Six jours après le carnage, l’ardeur à débusquer les intentions, le “mobile” du tueur fou ne s’est pas encore apaisée. Le rituel m’est devenu familier. Le présentateur/la présentatrice commence par rappeler comment Paddock le fou a accumulé dans la plus grande discrétion un arsenal de 49 fusils et armes de poing dont 23 armes dans la chambre d’hôtel, des explosifs et des milliers de munitions; que le père du tueur était un braqueur de banques, que le mec homicidaire avait une bouboute du nom de Marilou Danley, une Australienne d’origine philippine, ancienne employée de casinos sur qui ne pèse encore aucun soupçon; que jusqu’à présent le shériff de Las Vegas, les agents du FBI, les politologues, les psychologues, les interprétatologues, les explosifologues s’arrachent les cheveux pour mettre la main sur “le mobile” et ne pas le laisser s’échapper. Puis, il/elle s’en remet à l’opinion de l’expert, à la sibylle de Cumes des temps modernes.

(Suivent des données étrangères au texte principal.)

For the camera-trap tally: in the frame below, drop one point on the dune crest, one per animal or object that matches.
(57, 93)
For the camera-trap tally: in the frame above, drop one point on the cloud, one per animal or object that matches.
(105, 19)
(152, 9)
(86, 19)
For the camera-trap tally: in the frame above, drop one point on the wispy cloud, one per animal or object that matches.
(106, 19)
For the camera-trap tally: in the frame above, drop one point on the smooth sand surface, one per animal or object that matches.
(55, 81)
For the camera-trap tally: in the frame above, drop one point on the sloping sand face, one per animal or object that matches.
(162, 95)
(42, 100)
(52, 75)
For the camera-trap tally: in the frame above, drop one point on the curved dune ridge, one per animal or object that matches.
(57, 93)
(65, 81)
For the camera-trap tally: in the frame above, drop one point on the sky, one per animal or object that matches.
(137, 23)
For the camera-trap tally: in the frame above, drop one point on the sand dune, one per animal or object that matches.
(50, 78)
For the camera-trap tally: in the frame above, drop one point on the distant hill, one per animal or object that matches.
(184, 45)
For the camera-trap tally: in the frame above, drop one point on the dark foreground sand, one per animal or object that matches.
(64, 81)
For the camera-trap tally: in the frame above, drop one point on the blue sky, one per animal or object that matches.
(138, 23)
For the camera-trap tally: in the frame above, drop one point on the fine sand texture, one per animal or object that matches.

L’expert qui sait bien que de sa bouche ne sortira aucune écume de vérité se rapportant au “mobile” se lance dans son petit discours technique sur les armes à feu utilisées par le fou furieux Paddock qui avait modifié au moins un de ses fusils d’assaut semi-automatiques en y incorporant un “bump stock” pour qu’il fonctionne comme une arme automatique, capable de tirer des centaines de rafales en une minute sans avoir à actionner constamment la détente avec le doigt. Et après avoir offert ses “pensées et prières” aux familles éplorées, l’expert déplore le mystère, “l’énigme nationale” que représente le “mobile” qui a pu pousser le tueur à un massacre aussi “horrifiant”.

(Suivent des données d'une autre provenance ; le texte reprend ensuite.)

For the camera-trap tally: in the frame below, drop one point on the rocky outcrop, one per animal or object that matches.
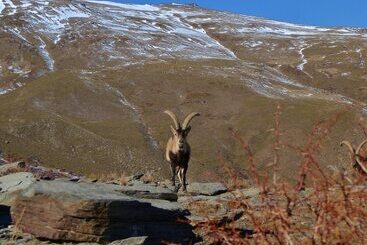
(207, 189)
(11, 185)
(151, 191)
(92, 212)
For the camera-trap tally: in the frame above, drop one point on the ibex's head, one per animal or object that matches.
(180, 132)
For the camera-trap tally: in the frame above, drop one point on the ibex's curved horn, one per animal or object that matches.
(189, 118)
(358, 157)
(349, 145)
(174, 118)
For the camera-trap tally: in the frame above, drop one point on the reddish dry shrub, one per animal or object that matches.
(322, 207)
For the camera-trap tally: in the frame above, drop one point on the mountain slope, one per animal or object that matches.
(83, 83)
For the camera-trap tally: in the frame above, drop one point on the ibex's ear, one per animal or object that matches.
(173, 130)
(187, 130)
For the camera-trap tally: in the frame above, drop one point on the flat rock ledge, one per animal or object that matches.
(62, 210)
(206, 189)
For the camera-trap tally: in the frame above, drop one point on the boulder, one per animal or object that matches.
(131, 241)
(9, 168)
(93, 212)
(11, 185)
(151, 191)
(207, 189)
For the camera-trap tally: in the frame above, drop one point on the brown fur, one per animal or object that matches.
(178, 150)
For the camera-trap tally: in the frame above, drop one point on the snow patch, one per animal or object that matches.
(45, 55)
(2, 6)
(13, 8)
(145, 7)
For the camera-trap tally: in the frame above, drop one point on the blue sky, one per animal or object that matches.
(310, 12)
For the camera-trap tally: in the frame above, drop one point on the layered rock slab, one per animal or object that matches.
(93, 212)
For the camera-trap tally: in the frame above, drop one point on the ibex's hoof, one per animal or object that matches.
(177, 188)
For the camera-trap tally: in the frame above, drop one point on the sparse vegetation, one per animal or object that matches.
(321, 207)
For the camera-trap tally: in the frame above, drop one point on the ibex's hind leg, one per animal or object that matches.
(184, 183)
(179, 175)
(173, 171)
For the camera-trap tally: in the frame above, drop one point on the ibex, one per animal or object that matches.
(178, 150)
(355, 156)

Il est bien clair que Stephen Paddock n’avait aucun lien avec quelque groupe terroriste que ce soit. Il n’avait non plus aucun ressentiment contre quiconque en particulier qu’on ait pu déceler. Il a pu avoir une expérience malheureuse, traumatisante dans son adolescence, mais on n’en sait rien. Mais voilà, Stephen Paddock a grandi dans une société faite de violence quotidienne manifestée de façon diverse. C’est un cinglé comme beaucoup de cinglés dans un pays où «plus de la moitié des tueries de masse au monde ont eu lieu pendant les cinquante dernières années, où les fusillades représentent autant de morts que les accidents de la route en Europe».

C’est un pays où le vice-président exécutif de la NRA, juste après le massacre à Las Vegas, a eu le culot de déclarer que “les tueries de masse sont l’inévitable et regrettable prix à payer pour protéger le droit des Américains à commettre de telles tueries de masse” (The Onion, 2 octobre 2017). C’est dans une telle atmosphère d’inéluctabilité des tueries de masse que Paddock a grandi. Il en est imprégné. Alors, pourquoi s’entêter, s’acharner, s’accrocher à trouver un “motif” particulier à ce fou des armes? La vérité est pourtant là à portée de main: Paddock est un cinglé dans une société regorgeant de cinglés bien compensés pendant un certain temps jusqu’au moment où la coupe de compensation déborde. Et voilà une tuerie de masse. Cinglante réalité.

Qu’on ne s’illusionne point! Dans l’inconscient masculin américain sommeille un animal dont l’ego est tissé de masculinité, pouvoir et armes à feu. Quand ça s’éveille, ça ne peut cracher que de la violence. De fusillade en fusillade, ce sera toujours le même spectre d’hommes et d’armes en folie.